To accomplish these goals we have developed tools to define and build clone library hierarchies to track detailed information at each processing and sequencing step, and other tools to help setup and archive results from our laboratory instruments. All information is stored in a relational database (Sybase). We have designed the system to be compatible with existing laboratory functions and protocols, minimize data entry, provide for consistent naming conventions, automate generation of sample sheets and setup files, and to track replications (reprocessing) of items.

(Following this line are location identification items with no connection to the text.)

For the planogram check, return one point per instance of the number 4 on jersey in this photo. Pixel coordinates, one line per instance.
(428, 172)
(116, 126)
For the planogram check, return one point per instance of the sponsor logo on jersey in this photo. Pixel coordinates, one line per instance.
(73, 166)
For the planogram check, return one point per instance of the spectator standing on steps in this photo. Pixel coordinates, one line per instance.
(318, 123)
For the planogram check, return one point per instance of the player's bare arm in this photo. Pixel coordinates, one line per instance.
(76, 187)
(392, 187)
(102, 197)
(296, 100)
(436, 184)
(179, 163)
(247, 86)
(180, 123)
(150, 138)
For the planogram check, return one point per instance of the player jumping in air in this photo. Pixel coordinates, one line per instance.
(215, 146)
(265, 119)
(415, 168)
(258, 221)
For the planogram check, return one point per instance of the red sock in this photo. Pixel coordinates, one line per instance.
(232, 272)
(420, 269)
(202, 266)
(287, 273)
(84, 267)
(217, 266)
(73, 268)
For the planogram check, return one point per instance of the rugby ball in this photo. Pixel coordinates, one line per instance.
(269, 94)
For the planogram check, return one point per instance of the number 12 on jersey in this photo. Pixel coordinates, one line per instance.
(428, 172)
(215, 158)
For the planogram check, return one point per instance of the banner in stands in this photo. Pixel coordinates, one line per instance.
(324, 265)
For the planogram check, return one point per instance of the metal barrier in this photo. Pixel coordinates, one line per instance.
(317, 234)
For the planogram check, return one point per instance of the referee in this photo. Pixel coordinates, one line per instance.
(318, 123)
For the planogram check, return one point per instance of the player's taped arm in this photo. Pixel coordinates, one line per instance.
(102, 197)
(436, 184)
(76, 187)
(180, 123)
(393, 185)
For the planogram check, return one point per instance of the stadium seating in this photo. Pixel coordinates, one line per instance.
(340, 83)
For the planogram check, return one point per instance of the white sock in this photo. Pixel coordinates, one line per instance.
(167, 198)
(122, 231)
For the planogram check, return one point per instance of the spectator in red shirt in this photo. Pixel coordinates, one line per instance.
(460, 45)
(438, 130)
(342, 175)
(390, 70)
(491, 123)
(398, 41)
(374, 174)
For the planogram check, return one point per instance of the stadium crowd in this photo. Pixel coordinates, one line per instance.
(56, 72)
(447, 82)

There are numerous components that make up this system. The main interface, which runs on a Unix workstation, is used to create and maintain processing and sequencing information. Macintosh-based programs edit labeling or sequencing runs, update the database, and create final sample sheets or configuration files used to set up labelers and sequencers. We also use custom forms on Web browsers (such as Mosaic or Netscape) to implement specialized functions such as creating clone library entries or editing certain types of sequencing run assignments. We have developed other tools to streamline ABI setups and data archival using various Macintosh scripting tools.

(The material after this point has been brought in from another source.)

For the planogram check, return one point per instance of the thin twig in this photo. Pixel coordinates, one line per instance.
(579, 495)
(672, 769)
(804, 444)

We have been implementing this system using a variety of methods, including C, X Windows/Motif, UIMX (a commercial graphical-user interface builder), custom Excel spreadsheets, Sybperl, MacPerl, HTML (Hypertext Markup Language), and AppleScript. The resulting system is distributed, heterogeneous, and very loosely coupled. Functions may be implemented as stand-alone, single-purpose programs, or as larger, multi-function programs; all of the pieces of the system are integrated over our computer network and share the use of an underlying common schema and relational database. This approach gives us great flexibility in selecting the most effective means available to implement a given function, and to replace or modify portions of the system without impacting other parts of the system.
The system is now in routine use in our laboratory. We are continuing to refine and improve existing functions, and are currently adding capabilities to streamline and integrate the analysis of sequenced DNA.
(This work was performed under the auspices of the U.S. Department of Energy by Lawrence Livermore National Laboratory under contract no. W-7405-ENG-48.)